In CCE v. Dai Ichi Karkaria Ltd., (1999) 7 SCC 448, at page 459 it has been held that the normal principles of accountancy shall be applied to determine the cost. In this decision this Court observed :

"Learned Counsel for the respondents drew our attention to the judgment of this Court in Challapalli Sugar Ltd. v. CIT. The Court was concerned with "written-down value". The "written-down value" had to be taken into consideration while considering the question of deduction on account of depreciation and development rebate under the Income Tax Act.

"Written-down value" depended upon the "actual cost" of the assets to the assessee.

The expression "actual cost" had not been defined in the Income Tax Act, 1922 and the question was whether the interest paid before the commencement of production on the amount borrowed for the acquisition and installation of the plant and machinery could be considered to be a part of the "actual cost" of the assets to the assessee. As the expression "actual cost" had not been defined, this Court was of the view that it should be construed "in the sense which no commercial man would misunderstand. For this purpose, it could be necessary to ascertain the connotation of the above expression in accordance with the normal rules of accountancy prevailing in commerce and industry". Having considered authoritative books in this regard, this Court said that the accepted accountancy rule for determining the cost of fixed assets was to include all expenditure necessary to bring such assets into existence and to put them in a working condition. That rule of accountancy had to be adopted for determining the "actual cost" of the assets in the absence of any statutory definition or other indication to the contrary." Subsequent to the filing of these appeals, the Institute of Cost and Works Accountants of India (ICWAI) has laid down the principles of determining cost of production for captive consumption and formulated the standards for costing : CAS-4. According to CAS-4 the definition of "cost of production" is as under :

4.1         "Cost of Production :

Cost of Production shall consist of Material consumed, Direct wages and salaries, Direct expenses, Works overheads, Quality Control cost, Research and Development cost, Packing cost, Administrative Overheads relating to production." The cost accounting principles laid down by ICWAI have been recognized by the Central Board of Excise and Customs vide Circular No.692/8/2003 CX dated 13.2.2003. The circular requires the department to determine the cost of production of captively consumed goods strictly in accordance with CAS-4.

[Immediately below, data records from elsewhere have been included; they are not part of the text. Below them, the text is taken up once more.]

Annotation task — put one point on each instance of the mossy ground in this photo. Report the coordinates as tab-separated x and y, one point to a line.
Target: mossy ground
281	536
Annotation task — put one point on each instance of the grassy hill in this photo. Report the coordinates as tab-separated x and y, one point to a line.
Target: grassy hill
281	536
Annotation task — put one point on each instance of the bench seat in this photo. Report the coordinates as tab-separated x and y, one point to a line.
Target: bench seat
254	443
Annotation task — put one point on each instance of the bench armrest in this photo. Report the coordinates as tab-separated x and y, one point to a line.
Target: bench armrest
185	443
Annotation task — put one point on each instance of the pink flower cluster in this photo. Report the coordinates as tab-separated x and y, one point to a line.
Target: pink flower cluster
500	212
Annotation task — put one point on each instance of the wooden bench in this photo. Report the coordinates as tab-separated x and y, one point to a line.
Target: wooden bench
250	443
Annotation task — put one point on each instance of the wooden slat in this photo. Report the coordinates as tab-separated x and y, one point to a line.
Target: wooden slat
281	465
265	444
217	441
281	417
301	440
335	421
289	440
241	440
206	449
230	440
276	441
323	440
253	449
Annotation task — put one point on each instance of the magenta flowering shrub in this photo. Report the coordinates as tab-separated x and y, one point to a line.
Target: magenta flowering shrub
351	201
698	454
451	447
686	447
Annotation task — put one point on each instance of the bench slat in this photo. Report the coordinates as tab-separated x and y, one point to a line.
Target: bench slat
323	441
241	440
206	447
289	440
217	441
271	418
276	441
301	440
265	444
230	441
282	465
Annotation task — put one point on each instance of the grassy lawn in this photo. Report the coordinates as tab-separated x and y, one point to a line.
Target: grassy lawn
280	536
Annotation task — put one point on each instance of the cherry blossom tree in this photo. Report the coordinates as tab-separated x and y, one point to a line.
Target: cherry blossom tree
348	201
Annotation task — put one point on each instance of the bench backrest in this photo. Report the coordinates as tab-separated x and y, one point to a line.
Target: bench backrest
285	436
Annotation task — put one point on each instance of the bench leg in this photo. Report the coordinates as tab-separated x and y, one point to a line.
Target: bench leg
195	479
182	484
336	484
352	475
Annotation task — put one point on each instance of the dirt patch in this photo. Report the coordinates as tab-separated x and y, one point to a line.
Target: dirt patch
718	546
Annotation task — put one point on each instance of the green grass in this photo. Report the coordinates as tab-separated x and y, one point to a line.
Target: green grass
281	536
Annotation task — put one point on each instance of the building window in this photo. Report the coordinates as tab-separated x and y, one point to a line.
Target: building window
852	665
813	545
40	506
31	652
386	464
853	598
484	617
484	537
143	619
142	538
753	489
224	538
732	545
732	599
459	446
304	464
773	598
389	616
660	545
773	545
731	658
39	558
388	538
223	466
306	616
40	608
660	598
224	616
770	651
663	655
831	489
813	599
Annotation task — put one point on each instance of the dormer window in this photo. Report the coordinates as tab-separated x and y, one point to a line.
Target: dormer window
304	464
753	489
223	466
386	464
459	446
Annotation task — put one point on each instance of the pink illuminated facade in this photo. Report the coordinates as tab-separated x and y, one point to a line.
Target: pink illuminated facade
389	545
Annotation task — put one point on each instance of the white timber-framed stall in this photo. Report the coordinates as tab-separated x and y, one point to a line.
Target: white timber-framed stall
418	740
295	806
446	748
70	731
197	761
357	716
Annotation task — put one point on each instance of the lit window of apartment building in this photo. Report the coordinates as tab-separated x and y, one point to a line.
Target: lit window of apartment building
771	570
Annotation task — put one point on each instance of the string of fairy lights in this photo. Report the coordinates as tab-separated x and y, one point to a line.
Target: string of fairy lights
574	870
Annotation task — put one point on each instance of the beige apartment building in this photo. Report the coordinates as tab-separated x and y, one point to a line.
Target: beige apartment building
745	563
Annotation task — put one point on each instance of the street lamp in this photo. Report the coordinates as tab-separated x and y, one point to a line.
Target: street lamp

The Tribunal in the case of BMF BELTINGS LTD. vs. CCE : 2005 (184) E.L.T. 158 (Tri. Bang.) for the period 1995 to 2000 has directed the department to apply CAS-4 for the determination of the cost of production of the captively consumed goods. In ITC vs. CCE (190) ELT 119 the Tribunal held that the department has to calculate the cost of production in terms of CAS-4. Other decisions of the Tribunal, wherein it has directed that CAS-4 be applied for determination of the cost of production, are Teja Engineering v/s CCE 2006 (193) ELT 100 (Tri- Chennai), Ashima Denims v/s CCE 2005 (191) ELT 318 (Tri-Mumbai), and Arti Industries vs. CCE 2005 (186) ELT 208 (Tri-Chennai). This is therefore a consistent view taken by the Tribunal. The department has not filed any appeal in these cases and accepted the legal position. Apart from this, in the light of several decisions of this Court, the Department is also bound by the said circular No.692/8/2003 CX dated 13.2.2003 issued by the CBEC.

As such it cannot now take a contrary stand.

It may be noted that in the present case the intermediate products (milk crumbs, refined milk chocolate and four other intermediate products) are captively consumed in the Respondent's own factory. These intermediate products are not sold nor are marketable.

Hence there can be no question of including the expenses of the factory which produces the final product namely the chocolate e.g. advertising, insurance and another expenses in their valuation as was sought to be added by the Commissioner (Appeals) and the Assistant Commissioner.

For the reasons given above, we find no merit in these appeals and they are dismissed. No costs.

Civil Appeal Nos. 1856-1957/2002, 5232-5233/2003, 1425/2005 & 2878-2879/2005) In view of the decision in Civil Appeal Nos. 2947- 2948/2001, these appeals are accordingly dismissed. No costs.